For almost all straight-A students, the contribution of their parents was crucial. From infancy, the parents filled them with a love for learning. They set high standards for their kids, and held them to those standards. They encouraged their sons and daughters in their studies but didn’t do the work for them. In short, the parents impressed the lessons of responsibility on their kids, and the kids delivered.

Ø 3) Add anything from your own experience that works well for your studies.

THE HISTORY OF UNIVERSITIES

Ø 1) Read the text and answer the questions:

a)What does the word “university” mean?

b)Where were the forerunners of medieval universities founded?

c)Did the curricula of ancient and medieval universities differ?

d)What did the modern Bachelor’s and Master’s Degrees develop from?

e)What is the difference between the German and the French university models?

f)Which model became popular throughout the world?

g)What is the future of universities?

A universityis an institution of higher education and research which grants academic degrees. “University” is derived from the Latin “universitas magistrorum et scholarium,” meaning “community of teachers and scholars” since the first medieval European universities were simply groups of teachers and scholars.

Arguably the first western university was the Academy founded in 387 BC by the Greek philosopher Plato in the grove of Academos near Athens, where students were taught philosophy, mathematics and gymnastics. About thousand years later, institutions resembling the modern university existed in Persia and in India. They were forerunners of the rise of the University in the 11th century.

The first medieval universities were the University of Bologna (1088, Italy), the University of Paris (c. 1150, later associated with the Sorbonne, France), the University of Oxford (1167, the UK), the University of Palencia (1208, Spain), the University of Cambridge (1209, the UK), the University of Salamanca (1218, Spain), the University of Montpellier (1220, France), the University of Padua (1222, Italy), the University of Naples Federico II (1224, Italy), the University of Toulouse (1229, France). Just to compare, the first Russian universities were either Moscow State University (1755), Saint Petersburg State University (1724-1803, 1819), or Kant Russian State University (1544-1945, 1967).

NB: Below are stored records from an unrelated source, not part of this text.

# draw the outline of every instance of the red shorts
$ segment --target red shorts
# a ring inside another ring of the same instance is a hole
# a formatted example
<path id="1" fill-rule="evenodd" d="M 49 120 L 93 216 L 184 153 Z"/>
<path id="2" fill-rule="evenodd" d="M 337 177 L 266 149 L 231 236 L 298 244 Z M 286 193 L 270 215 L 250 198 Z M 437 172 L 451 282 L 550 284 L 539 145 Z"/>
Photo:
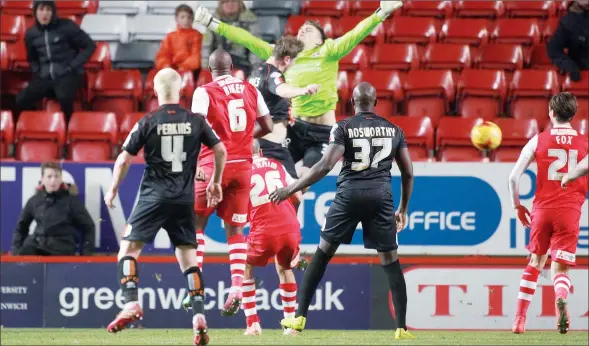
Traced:
<path id="1" fill-rule="evenodd" d="M 247 264 L 265 267 L 268 260 L 276 257 L 276 262 L 285 269 L 296 267 L 299 262 L 299 244 L 301 234 L 283 233 L 274 237 L 247 237 Z"/>
<path id="2" fill-rule="evenodd" d="M 545 255 L 550 249 L 553 261 L 575 265 L 580 218 L 579 210 L 535 209 L 528 250 L 535 255 Z"/>
<path id="3" fill-rule="evenodd" d="M 207 181 L 194 184 L 194 211 L 201 216 L 210 216 L 215 208 L 207 207 L 207 186 L 214 173 L 214 165 L 200 166 Z M 251 162 L 232 162 L 225 166 L 221 186 L 223 200 L 217 205 L 217 216 L 233 226 L 245 226 L 249 208 L 250 185 L 252 176 Z"/>

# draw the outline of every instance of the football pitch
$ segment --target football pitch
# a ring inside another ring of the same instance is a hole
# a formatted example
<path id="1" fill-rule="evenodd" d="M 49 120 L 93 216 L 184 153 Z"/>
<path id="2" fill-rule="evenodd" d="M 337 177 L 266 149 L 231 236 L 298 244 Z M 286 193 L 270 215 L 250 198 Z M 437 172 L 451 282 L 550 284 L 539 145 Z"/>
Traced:
<path id="1" fill-rule="evenodd" d="M 391 331 L 308 330 L 283 336 L 266 329 L 261 336 L 243 336 L 241 329 L 212 329 L 211 345 L 587 345 L 588 332 L 415 331 L 415 340 L 396 341 Z M 104 329 L 3 328 L 2 345 L 192 345 L 189 329 L 131 329 L 111 335 Z"/>

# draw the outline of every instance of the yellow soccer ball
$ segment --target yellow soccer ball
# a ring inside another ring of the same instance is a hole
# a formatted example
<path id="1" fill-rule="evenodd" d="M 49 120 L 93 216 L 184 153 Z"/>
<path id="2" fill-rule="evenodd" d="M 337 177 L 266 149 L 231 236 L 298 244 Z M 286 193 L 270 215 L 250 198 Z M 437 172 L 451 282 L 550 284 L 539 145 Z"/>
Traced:
<path id="1" fill-rule="evenodd" d="M 470 131 L 472 144 L 480 150 L 494 150 L 501 145 L 501 129 L 495 123 L 485 121 Z"/>

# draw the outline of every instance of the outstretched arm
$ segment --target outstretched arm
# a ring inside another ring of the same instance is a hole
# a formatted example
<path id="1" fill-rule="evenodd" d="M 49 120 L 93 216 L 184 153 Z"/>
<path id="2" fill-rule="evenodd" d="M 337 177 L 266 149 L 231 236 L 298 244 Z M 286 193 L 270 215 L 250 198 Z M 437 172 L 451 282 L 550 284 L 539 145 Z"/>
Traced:
<path id="1" fill-rule="evenodd" d="M 511 206 L 517 208 L 519 202 L 519 178 L 524 174 L 530 163 L 536 156 L 536 147 L 538 146 L 538 136 L 534 136 L 522 149 L 519 159 L 509 174 L 509 196 L 511 197 Z"/>
<path id="2" fill-rule="evenodd" d="M 563 187 L 566 186 L 567 184 L 579 179 L 580 177 L 589 174 L 588 158 L 589 158 L 589 156 L 585 156 L 585 158 L 577 164 L 575 169 L 570 171 L 568 174 L 565 174 L 565 176 L 562 178 L 562 182 L 561 182 Z"/>

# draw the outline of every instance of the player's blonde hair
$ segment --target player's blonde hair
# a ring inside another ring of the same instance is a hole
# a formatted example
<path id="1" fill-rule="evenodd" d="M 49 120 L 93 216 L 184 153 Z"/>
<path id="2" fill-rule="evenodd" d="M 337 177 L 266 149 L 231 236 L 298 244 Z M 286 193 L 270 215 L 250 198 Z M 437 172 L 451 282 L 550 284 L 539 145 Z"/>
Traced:
<path id="1" fill-rule="evenodd" d="M 180 89 L 182 88 L 182 77 L 171 68 L 161 69 L 153 77 L 153 88 L 157 92 L 158 96 L 168 100 L 179 100 Z"/>

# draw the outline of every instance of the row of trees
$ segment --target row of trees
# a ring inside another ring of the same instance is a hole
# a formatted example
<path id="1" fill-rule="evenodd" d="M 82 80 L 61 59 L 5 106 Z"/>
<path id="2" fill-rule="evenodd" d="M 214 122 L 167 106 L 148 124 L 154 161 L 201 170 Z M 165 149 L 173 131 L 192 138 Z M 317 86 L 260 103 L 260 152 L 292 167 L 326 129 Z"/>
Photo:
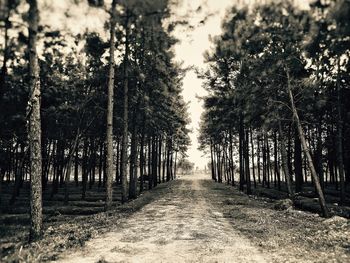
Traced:
<path id="1" fill-rule="evenodd" d="M 208 95 L 199 136 L 214 180 L 275 186 L 291 199 L 311 175 L 324 216 L 326 186 L 340 203 L 350 182 L 349 1 L 310 10 L 273 1 L 233 8 L 200 73 Z M 282 182 L 285 182 L 283 184 Z"/>
<path id="2" fill-rule="evenodd" d="M 168 1 L 113 0 L 108 42 L 88 29 L 52 30 L 39 9 L 36 0 L 7 0 L 1 13 L 0 187 L 14 182 L 14 202 L 30 179 L 32 240 L 42 231 L 42 187 L 50 183 L 51 196 L 64 187 L 68 203 L 71 177 L 81 182 L 82 199 L 98 180 L 110 209 L 113 184 L 125 202 L 146 181 L 152 188 L 173 179 L 190 143 L 174 24 L 164 25 Z"/>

In the Middle Ages students studied law, medicine, and theology. In Europe young men proceeded to the university when they had completed the study of the “trivium”: the preparatory arts of grammar, rhetoric, and logic; and the “quadrivium”: arithmetic, geometry, music, and astronomy. The “trivium” and “quadrivium” developed into degrees, especially in Anglophone universities.

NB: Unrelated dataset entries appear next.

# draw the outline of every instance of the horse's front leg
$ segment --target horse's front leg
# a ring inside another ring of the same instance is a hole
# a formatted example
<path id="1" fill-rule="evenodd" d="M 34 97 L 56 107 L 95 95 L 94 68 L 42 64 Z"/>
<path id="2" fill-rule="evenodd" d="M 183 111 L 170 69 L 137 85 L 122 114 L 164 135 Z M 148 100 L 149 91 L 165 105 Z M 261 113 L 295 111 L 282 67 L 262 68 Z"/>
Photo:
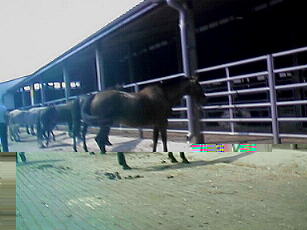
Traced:
<path id="1" fill-rule="evenodd" d="M 68 136 L 69 137 L 73 137 L 73 124 L 72 121 L 68 121 Z"/>
<path id="2" fill-rule="evenodd" d="M 126 162 L 126 158 L 125 158 L 125 155 L 123 152 L 118 152 L 117 153 L 117 160 L 118 160 L 118 163 L 123 166 L 123 169 L 124 170 L 128 170 L 128 169 L 131 169 L 128 165 L 127 165 L 127 162 Z"/>
<path id="3" fill-rule="evenodd" d="M 153 151 L 153 152 L 156 152 L 156 151 L 157 151 L 158 138 L 159 138 L 159 128 L 154 127 L 154 130 L 153 130 L 153 137 L 152 137 L 152 140 L 153 140 L 152 151 Z"/>
<path id="4" fill-rule="evenodd" d="M 172 152 L 168 153 L 168 158 L 171 160 L 172 163 L 177 163 L 177 159 L 174 157 Z"/>
<path id="5" fill-rule="evenodd" d="M 73 134 L 72 140 L 73 140 L 73 149 L 74 149 L 75 152 L 78 152 L 78 149 L 77 149 L 77 136 L 75 134 Z"/>
<path id="6" fill-rule="evenodd" d="M 189 164 L 190 162 L 187 160 L 187 158 L 184 155 L 184 152 L 180 152 L 180 157 L 182 159 L 182 163 Z"/>
<path id="7" fill-rule="evenodd" d="M 37 143 L 40 146 L 40 148 L 45 148 L 46 146 L 43 143 L 43 138 L 44 138 L 44 130 L 42 130 L 40 124 L 37 125 L 37 130 L 36 130 L 36 136 L 37 136 Z"/>
<path id="8" fill-rule="evenodd" d="M 49 145 L 49 139 L 50 139 L 50 131 L 47 131 L 47 142 L 46 142 L 46 146 L 48 147 Z"/>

Humanism, Enlightenment, Reformation and Revolution transformed medieval universities into research universities.

By the 18th century, universities published their own research journals and by the 19th century, the German and the French university models had arisen. The German, or Humboldtian model, was worked out by Wilhelm von Humboldt and based on Friedrich Schleiermacher’s liberal ideas pertaining to the importance of freedom, seminars, and laboratories in universities. The French university model involved strict discipline and control over every aspect of the university.

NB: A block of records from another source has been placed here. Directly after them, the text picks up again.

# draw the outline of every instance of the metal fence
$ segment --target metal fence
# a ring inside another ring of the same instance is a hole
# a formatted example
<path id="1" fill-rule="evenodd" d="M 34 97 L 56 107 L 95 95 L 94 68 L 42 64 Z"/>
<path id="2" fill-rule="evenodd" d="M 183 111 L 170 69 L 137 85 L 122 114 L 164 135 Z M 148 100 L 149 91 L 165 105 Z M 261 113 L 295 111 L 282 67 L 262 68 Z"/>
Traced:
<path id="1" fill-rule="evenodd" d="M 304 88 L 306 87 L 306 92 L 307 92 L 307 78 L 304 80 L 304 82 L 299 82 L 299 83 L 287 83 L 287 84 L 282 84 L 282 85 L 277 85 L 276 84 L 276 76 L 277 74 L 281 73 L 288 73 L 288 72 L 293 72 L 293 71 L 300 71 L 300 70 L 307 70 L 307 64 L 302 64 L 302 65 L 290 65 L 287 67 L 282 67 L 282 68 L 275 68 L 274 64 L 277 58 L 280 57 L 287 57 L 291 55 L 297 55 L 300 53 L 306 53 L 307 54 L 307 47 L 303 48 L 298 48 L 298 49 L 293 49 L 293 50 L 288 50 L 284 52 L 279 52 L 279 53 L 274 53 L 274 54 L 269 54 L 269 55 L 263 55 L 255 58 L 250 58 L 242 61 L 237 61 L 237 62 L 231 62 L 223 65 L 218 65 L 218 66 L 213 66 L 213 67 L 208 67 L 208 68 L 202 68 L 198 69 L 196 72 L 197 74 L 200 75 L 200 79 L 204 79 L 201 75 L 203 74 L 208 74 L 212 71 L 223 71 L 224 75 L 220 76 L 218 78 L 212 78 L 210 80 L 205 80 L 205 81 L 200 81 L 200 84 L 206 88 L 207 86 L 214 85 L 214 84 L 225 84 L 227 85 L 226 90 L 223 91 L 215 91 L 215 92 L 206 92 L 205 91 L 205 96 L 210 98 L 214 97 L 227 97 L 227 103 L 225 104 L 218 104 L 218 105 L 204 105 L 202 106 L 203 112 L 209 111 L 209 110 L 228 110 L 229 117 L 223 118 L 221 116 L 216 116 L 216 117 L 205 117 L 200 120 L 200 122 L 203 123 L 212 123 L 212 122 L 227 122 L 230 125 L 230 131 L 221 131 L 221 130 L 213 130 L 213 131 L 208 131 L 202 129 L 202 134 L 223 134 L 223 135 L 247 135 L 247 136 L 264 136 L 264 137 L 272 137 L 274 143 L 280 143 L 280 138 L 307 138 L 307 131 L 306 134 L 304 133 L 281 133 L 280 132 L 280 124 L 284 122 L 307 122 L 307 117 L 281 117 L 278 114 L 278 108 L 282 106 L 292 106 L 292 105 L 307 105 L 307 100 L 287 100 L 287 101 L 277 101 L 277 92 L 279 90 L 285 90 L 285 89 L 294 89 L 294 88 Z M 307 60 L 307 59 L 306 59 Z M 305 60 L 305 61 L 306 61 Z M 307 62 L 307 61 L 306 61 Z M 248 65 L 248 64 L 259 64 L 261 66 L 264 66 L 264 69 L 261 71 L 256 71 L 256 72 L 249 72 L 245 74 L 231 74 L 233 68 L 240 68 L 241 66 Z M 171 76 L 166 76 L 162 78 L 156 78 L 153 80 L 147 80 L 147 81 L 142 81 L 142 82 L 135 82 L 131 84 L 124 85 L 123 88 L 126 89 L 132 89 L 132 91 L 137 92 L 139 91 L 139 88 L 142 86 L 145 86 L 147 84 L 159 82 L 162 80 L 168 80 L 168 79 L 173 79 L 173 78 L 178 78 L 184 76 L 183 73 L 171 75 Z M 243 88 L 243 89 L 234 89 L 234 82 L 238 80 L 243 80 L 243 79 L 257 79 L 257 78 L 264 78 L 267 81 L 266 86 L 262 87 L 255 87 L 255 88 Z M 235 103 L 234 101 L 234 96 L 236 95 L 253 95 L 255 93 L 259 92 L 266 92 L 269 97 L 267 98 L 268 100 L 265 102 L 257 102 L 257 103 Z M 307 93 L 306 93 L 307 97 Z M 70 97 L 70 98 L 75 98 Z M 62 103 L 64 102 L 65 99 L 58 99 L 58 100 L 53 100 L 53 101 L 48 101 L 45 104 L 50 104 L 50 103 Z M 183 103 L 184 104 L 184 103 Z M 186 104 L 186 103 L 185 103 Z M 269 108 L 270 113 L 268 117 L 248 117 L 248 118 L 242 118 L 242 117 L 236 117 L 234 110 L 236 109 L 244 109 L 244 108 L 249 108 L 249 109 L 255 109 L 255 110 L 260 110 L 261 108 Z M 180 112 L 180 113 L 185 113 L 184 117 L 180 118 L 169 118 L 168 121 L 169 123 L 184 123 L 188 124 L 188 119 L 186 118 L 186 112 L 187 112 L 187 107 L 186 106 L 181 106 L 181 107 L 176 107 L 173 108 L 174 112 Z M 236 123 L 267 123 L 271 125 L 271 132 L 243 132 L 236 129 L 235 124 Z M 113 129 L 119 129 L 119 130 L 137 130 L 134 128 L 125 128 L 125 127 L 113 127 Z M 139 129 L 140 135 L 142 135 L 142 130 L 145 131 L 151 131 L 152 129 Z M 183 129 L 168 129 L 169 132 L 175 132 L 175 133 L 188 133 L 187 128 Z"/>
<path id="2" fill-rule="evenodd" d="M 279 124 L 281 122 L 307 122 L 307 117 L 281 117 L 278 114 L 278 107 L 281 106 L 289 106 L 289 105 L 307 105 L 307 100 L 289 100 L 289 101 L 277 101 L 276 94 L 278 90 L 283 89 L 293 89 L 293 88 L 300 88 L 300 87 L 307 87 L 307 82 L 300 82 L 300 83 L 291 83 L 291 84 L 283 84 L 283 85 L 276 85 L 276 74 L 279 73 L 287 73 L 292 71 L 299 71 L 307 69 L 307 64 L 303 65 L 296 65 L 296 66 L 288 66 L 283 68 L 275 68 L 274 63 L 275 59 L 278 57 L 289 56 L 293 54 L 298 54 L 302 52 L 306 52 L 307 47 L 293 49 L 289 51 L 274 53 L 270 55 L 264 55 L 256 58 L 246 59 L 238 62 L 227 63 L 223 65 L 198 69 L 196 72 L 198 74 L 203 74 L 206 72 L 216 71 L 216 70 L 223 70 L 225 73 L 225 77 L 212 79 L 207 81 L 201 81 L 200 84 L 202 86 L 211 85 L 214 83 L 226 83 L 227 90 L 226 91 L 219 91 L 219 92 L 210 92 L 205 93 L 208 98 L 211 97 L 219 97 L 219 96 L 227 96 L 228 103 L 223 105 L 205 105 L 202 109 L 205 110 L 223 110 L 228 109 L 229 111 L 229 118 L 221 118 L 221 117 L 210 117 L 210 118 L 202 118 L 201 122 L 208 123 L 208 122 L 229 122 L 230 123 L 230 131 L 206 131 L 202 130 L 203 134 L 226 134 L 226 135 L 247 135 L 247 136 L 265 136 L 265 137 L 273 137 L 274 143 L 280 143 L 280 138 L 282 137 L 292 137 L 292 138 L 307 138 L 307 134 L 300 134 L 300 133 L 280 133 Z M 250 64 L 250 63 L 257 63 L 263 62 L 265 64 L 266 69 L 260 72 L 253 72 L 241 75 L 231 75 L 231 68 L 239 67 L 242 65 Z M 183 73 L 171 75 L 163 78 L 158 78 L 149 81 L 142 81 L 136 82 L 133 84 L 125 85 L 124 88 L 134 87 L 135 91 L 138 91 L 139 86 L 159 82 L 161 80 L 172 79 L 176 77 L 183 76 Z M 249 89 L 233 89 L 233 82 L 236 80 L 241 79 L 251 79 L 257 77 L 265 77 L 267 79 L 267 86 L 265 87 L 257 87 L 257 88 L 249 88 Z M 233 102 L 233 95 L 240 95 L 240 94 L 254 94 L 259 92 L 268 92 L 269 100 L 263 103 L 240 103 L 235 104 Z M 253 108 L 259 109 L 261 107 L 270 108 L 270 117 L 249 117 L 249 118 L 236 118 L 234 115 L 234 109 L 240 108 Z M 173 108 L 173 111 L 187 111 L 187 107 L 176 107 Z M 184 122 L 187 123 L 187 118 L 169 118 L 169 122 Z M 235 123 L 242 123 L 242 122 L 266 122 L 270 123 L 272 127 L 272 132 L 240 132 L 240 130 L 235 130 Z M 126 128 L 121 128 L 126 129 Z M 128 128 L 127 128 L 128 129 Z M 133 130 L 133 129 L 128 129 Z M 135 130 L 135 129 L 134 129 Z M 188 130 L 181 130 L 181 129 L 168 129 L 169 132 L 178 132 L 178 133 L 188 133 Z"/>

Until the 19th century, religion played a significant role in university curriculum; however, the role of religion in research universities decreased in the 19th century, and by its end the German university model had spread around the world. Universities concentrated on science in the 19th and 20th centuries and became increasingly accessible to the masses. In Britain new civic universities with an emphasis on science and engineering arose. The British also established universities worldwide, and higher education became available to the masses not only in Europe. In a general sense, the basic structure and aims of universities have remained constant over the years.

In the last decades of the 20th century, a number of mega universities have been created, teaching with distance learning techniques.

Ø 2) Make a summary of the text on the history of universities in your own words.